I think in healthcare, the technology opportunities for diagnosis and treatment of disease are the ones more impressive. Today I had a chance to shadow somebody in our Radiation Oncology department and walk through the department, look at some of the amazing technologies they use to target treatment for cancer. You look around and you see a lot of sick people, but you see people who are so hopeful and optimistic about their futures. I think it’s because people do believe there is great promise in these medical technologies that are prolonging life. Life matters, and I think a lot of these young men and women that I saw this morning — an extra year or two with your children or grandchildren really matters and these technologies are providing hope. The young physicians coming out of medical school today are so excited about making a difference in some of these technological areas. So I’m very excited. I think the future has got a whole lot to offer.
Who do you admire in the industry?
John Glaser is a rock star. I more than admire him. I think he’s amazing. I think John Halamka, for a whole different set of reasons, is amazing. He probably doesn’t even remember what he’s been to me in my career, but I’ve called upon him when I needed some advice about certain things that were happening and he’s been very helpful to me as well.
From a technology point of view, I have tremendous admiration for Sam Palmisano at IBM. I think he’s trying to make a difference in an interesting set of ways.
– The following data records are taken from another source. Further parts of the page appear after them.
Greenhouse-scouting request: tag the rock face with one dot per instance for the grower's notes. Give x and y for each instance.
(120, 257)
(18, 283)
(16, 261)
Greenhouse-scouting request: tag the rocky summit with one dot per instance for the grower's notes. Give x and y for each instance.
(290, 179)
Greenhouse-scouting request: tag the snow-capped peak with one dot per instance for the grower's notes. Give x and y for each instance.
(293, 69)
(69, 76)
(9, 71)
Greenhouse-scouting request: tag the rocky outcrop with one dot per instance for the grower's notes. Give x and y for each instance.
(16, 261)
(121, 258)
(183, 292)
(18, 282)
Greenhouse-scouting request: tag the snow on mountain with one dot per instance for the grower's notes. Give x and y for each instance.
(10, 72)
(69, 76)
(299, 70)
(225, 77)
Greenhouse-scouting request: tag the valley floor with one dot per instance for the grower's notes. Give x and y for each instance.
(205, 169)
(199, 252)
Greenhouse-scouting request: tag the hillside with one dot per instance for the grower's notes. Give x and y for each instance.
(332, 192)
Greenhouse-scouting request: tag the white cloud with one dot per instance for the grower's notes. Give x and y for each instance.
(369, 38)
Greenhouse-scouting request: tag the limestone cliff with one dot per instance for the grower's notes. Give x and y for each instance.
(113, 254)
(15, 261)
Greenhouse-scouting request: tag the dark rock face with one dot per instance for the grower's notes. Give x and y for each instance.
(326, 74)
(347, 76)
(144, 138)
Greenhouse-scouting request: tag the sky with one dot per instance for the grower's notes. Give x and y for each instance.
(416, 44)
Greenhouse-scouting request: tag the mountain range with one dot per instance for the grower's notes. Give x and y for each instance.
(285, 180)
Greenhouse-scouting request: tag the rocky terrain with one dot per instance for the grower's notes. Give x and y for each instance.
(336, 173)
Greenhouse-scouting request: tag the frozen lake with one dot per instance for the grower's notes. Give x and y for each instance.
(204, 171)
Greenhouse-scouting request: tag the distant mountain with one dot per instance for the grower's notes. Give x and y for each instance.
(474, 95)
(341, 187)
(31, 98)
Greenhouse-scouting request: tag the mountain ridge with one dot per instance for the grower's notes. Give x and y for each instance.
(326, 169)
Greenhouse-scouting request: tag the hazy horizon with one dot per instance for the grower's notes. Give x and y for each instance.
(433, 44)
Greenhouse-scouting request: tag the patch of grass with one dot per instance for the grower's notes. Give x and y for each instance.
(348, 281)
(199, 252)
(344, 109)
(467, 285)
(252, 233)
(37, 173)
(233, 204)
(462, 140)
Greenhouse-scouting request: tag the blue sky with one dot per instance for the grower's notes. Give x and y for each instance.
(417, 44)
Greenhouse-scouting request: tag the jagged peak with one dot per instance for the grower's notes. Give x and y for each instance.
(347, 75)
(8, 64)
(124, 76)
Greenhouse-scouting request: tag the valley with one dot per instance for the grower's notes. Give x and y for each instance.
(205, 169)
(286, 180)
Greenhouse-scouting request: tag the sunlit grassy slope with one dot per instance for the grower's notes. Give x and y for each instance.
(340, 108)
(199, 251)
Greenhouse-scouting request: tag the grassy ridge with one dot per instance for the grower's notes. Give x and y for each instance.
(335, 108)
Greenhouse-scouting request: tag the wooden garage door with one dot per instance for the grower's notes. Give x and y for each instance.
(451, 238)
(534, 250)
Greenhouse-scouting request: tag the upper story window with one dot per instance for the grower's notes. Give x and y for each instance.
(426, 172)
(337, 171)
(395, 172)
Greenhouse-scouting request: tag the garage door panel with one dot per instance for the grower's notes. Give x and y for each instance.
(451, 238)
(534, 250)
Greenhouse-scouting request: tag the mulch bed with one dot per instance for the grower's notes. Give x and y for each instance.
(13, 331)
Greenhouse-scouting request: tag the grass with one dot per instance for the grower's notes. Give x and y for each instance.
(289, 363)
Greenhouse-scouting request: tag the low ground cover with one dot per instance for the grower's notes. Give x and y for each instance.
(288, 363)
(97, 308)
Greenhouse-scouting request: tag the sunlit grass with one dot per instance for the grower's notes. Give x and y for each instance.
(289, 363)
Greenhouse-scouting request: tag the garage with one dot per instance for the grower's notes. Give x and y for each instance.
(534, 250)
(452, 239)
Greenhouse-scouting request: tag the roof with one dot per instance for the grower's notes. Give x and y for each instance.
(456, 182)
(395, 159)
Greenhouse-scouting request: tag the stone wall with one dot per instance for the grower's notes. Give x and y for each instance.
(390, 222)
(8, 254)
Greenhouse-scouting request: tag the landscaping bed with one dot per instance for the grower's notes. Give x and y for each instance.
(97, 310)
I think he’s been successful in some interesting ways that are not obvious to a lot of the customers around the world.
Judy Faulkner. I think Judy is an amazing human being who has stuck to her guns and made a commitment very early in her career that she was going to make a difference and she certainly made a difference. Outside of technology, I love Michael Bloomberg. I wouldn’t have been disappointed to see him run for President of the United States. I think he decided against that, but I think he’s also brilliant and has done some cool stuff.
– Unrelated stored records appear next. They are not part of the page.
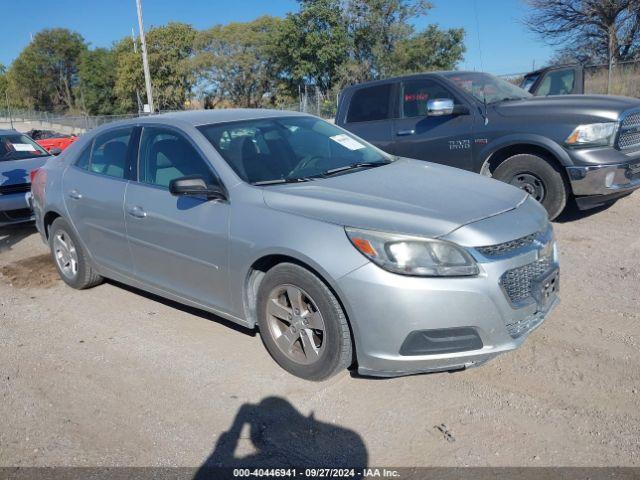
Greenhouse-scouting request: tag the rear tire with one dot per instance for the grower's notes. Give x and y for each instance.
(302, 324)
(69, 257)
(541, 179)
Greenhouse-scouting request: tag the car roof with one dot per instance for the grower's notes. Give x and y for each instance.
(438, 73)
(8, 132)
(205, 117)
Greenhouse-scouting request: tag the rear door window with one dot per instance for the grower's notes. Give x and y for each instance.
(370, 104)
(417, 93)
(166, 155)
(109, 153)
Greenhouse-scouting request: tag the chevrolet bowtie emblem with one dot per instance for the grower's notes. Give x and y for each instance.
(545, 249)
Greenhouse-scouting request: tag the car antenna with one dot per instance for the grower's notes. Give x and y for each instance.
(484, 103)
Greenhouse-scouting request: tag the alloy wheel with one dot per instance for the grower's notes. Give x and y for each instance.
(65, 254)
(296, 324)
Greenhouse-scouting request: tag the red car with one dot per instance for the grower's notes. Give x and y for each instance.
(49, 140)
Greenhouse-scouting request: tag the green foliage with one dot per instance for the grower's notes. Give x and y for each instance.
(44, 74)
(169, 48)
(432, 49)
(235, 63)
(385, 43)
(313, 44)
(3, 86)
(325, 45)
(96, 82)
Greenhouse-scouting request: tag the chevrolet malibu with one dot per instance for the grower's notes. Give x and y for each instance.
(340, 254)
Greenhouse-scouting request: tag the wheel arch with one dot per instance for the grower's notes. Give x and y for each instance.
(48, 219)
(494, 154)
(266, 262)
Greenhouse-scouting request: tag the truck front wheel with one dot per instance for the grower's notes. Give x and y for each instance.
(539, 178)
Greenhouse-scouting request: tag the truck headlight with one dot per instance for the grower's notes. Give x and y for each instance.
(593, 134)
(409, 255)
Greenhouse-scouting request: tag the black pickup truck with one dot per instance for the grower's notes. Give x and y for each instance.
(555, 147)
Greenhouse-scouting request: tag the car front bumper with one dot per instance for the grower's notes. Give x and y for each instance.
(15, 208)
(385, 309)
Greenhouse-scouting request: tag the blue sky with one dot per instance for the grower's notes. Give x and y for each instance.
(507, 47)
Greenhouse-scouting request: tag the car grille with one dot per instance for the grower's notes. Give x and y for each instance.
(13, 215)
(15, 188)
(516, 282)
(629, 132)
(520, 327)
(505, 248)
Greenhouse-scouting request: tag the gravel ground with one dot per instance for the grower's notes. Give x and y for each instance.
(113, 376)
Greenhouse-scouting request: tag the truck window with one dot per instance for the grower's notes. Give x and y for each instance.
(416, 94)
(368, 104)
(557, 82)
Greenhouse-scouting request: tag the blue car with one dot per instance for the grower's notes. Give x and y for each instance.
(19, 156)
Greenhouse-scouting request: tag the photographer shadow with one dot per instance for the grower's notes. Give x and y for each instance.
(279, 437)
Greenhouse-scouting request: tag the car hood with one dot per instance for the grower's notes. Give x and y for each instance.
(14, 172)
(406, 196)
(606, 107)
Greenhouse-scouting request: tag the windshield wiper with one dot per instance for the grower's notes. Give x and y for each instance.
(354, 166)
(508, 99)
(277, 181)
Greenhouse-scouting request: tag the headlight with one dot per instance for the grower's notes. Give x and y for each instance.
(409, 255)
(594, 134)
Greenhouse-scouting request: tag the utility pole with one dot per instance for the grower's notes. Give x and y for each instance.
(145, 61)
(135, 50)
(6, 94)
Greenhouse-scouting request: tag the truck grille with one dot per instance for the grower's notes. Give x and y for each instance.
(15, 188)
(629, 137)
(516, 282)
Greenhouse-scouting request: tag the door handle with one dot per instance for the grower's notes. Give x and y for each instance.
(402, 133)
(136, 211)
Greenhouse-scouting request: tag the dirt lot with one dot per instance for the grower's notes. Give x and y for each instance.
(112, 376)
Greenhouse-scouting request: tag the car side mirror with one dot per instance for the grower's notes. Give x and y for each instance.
(439, 107)
(195, 186)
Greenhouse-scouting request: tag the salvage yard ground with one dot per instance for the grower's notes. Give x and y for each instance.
(113, 376)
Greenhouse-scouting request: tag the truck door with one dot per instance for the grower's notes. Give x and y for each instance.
(445, 139)
(370, 115)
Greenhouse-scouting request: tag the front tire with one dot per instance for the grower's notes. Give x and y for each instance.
(541, 179)
(302, 324)
(69, 257)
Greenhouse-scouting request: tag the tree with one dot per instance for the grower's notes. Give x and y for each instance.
(607, 29)
(384, 42)
(169, 50)
(3, 86)
(432, 49)
(45, 72)
(313, 44)
(235, 64)
(96, 82)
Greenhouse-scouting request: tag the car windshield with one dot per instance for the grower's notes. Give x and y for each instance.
(16, 146)
(485, 87)
(528, 81)
(290, 149)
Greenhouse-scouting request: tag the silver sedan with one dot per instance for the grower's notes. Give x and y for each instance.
(340, 254)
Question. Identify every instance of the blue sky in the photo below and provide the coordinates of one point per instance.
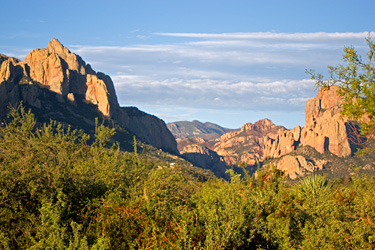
(227, 62)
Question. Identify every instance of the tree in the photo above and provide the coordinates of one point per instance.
(356, 82)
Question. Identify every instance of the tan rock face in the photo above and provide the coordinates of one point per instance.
(247, 144)
(65, 72)
(298, 166)
(285, 142)
(12, 73)
(325, 128)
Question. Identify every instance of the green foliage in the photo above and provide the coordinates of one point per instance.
(356, 82)
(58, 192)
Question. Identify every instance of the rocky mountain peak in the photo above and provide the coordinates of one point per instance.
(66, 74)
(261, 125)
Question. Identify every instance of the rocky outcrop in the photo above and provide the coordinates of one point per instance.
(285, 142)
(247, 144)
(326, 130)
(296, 166)
(73, 81)
(205, 158)
(64, 72)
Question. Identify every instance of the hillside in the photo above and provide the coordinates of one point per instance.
(206, 131)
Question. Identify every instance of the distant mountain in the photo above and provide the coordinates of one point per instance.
(206, 131)
(246, 145)
(57, 84)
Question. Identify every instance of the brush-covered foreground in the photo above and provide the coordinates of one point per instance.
(59, 192)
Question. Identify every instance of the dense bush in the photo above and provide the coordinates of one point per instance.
(58, 192)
Is there anything else you want to talk about?
I guess the only thing I would add that we didn’t talk a whole lot about is people. How are we going to nurture, grow, and respect the people who have to do this hard job we have in information technology? How do we make them feel valued? How do we treat them with respect and have a life?
My children are grown and married and have children of their own. I’m grateful that’s the case, because if I had young children at home, I don’t know when I’d see them. These jobs have become so consuming that I worry a little bit that for the young people who are growing up in healthcare IT, the demands are so great that they are making some bad decisions sometimes abut where to be at 6:00 at night. Instead of going to a Little League game, they’re at the office dealing with a tough problem. One side of me loves that — to see their dedication and commitment — but I worry that they are missing out on some important parts of their lives that they won’t be able to re-create.